Polres Metro Jakarta Utara Bongkar Posko Ormas Ilegal di Lahan PPKK Kemayoran

Istimewa - Wakapolres Metro Jakut Bongkar Posko Ormas di Wilayah Pademangan

KabarJakarta.com — Polres Metro Jakarta Utara membongkar sebuah bangunan yang digunakan sebagai posko organisasi kemasyarakatan (ormas) ilegal di lahan milik Pusat Pengelolaan Komplek Kemayoran (PPKK), dalam rangkaian Operasi Berantas Jaya 2025, Jumat (16/5).

Wakapolres Metro Jakarta Utara, AKBP James H. Hutajulu, menjelaskan bahwa penertiban dilakukan sebagai respons cepat terhadap laporan PPKK mengenai aktivitas ilegal di lahan milik negara yang berlokasi di Jalan Rajawali Utara RW 010, Kelurahan Pademangan Timur, Kecamatan Pademangan.

“Sebuah posko ormas ilegal yang dibangun di atas tanah milik PPKK kami bongkar paksa dalam operasi gabungan. Mereka melakukan intimidasi dan pungutan liar terhadap masyarakat, khususnya dalam pengelolaan parkir liar tanpa izin, dengan omset mencapai Rp90 juta per bulan,” ungkap James.

Operasi tersebut melibatkan 244 personel gabungan dari unsur Polri, Satpol PP, PPSU, dan Pamdal PPKK Kemayoran.
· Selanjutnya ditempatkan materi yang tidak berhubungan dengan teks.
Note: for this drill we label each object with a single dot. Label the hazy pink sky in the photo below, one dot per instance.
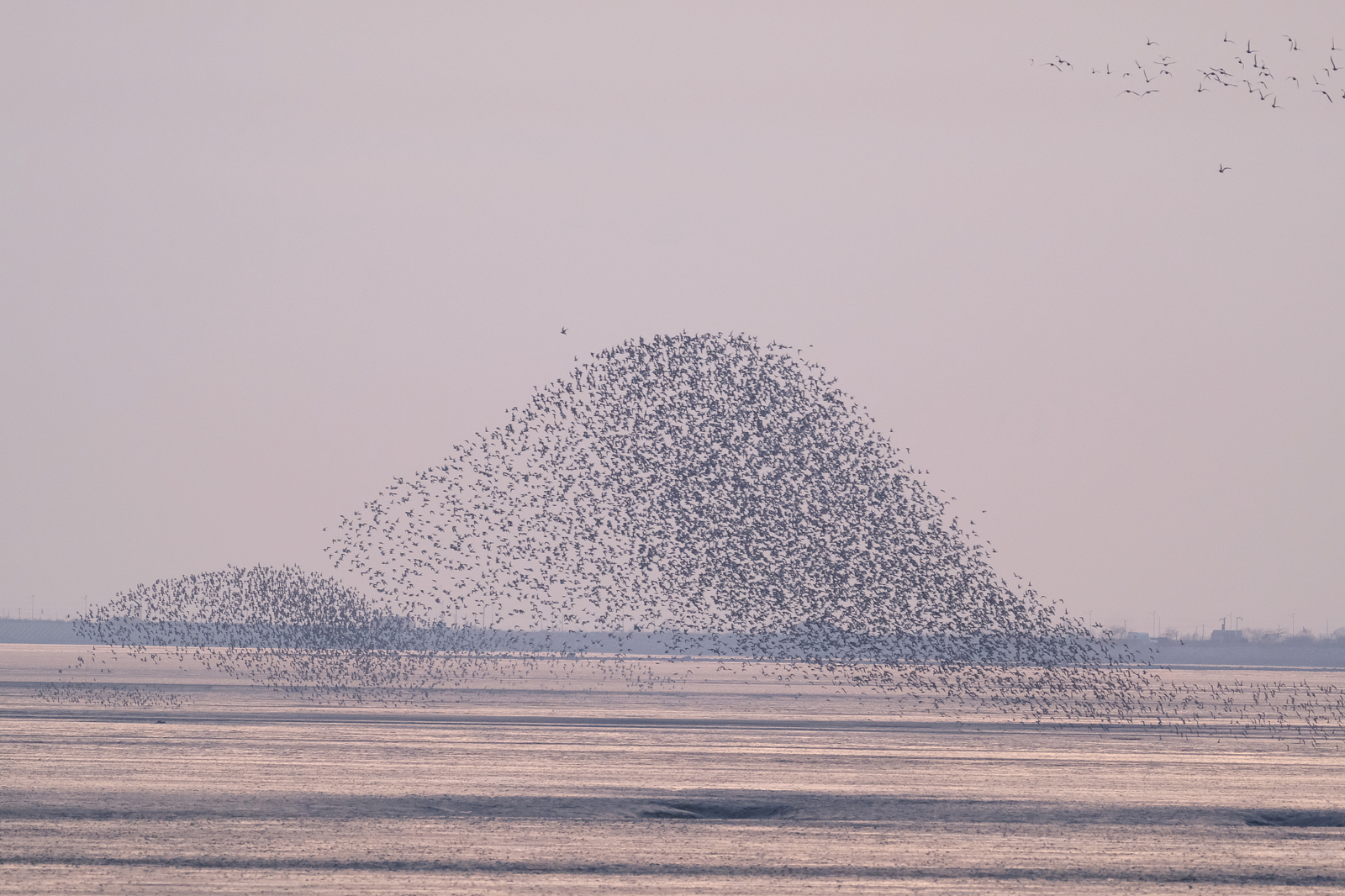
(260, 259)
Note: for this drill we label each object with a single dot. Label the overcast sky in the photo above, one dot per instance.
(257, 260)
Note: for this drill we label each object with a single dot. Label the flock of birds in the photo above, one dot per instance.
(1278, 73)
(689, 495)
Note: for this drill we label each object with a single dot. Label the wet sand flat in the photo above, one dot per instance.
(553, 791)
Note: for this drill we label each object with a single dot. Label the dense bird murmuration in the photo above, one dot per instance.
(731, 499)
(683, 497)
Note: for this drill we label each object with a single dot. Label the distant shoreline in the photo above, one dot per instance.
(1196, 656)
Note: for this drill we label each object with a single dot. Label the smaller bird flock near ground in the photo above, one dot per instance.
(1281, 71)
(689, 495)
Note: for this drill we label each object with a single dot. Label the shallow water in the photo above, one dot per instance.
(705, 790)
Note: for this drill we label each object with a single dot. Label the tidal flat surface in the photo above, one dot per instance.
(575, 786)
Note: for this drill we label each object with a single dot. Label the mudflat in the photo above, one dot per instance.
(582, 784)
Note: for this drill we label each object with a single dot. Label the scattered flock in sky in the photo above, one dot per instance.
(683, 497)
(1282, 71)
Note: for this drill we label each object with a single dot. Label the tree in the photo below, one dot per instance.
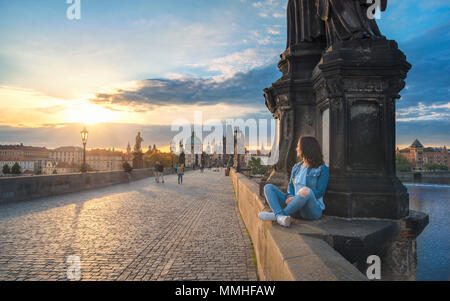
(402, 163)
(256, 167)
(15, 170)
(6, 169)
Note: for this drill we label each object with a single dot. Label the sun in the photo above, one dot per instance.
(83, 111)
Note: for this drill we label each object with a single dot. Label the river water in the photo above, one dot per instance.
(433, 245)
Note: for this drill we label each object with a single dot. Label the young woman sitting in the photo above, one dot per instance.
(308, 184)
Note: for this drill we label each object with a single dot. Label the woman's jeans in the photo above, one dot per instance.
(307, 207)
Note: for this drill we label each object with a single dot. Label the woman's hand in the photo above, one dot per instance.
(289, 200)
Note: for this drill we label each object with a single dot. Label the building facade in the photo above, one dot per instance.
(68, 154)
(27, 165)
(104, 160)
(22, 153)
(418, 155)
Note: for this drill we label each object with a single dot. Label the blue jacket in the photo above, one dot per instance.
(316, 180)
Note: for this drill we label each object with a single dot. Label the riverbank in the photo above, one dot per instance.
(433, 245)
(425, 177)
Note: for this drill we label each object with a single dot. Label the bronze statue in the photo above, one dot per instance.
(303, 22)
(348, 19)
(139, 140)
Dalam tindakan itu, aparat berhasil mengamankan delapan orang anggota ormas, enam unit sepeda motor, dan buku catatan pungutan liar sebagai barang bukti.

James menegaskan bahwa Polres Metro Jakarta Utara tidak akan mentoleransi segala bentuk penyalahgunaan nama ormas untuk tindakan premanisme, pemerasan, dan penguasaan lahan ilegal.

“Kami akan tindak tegas segala bentuk premanisme berkedok ormas. Ini sudah sangat meresahkan masyarakat dan melanggar hukum,” tegasnya.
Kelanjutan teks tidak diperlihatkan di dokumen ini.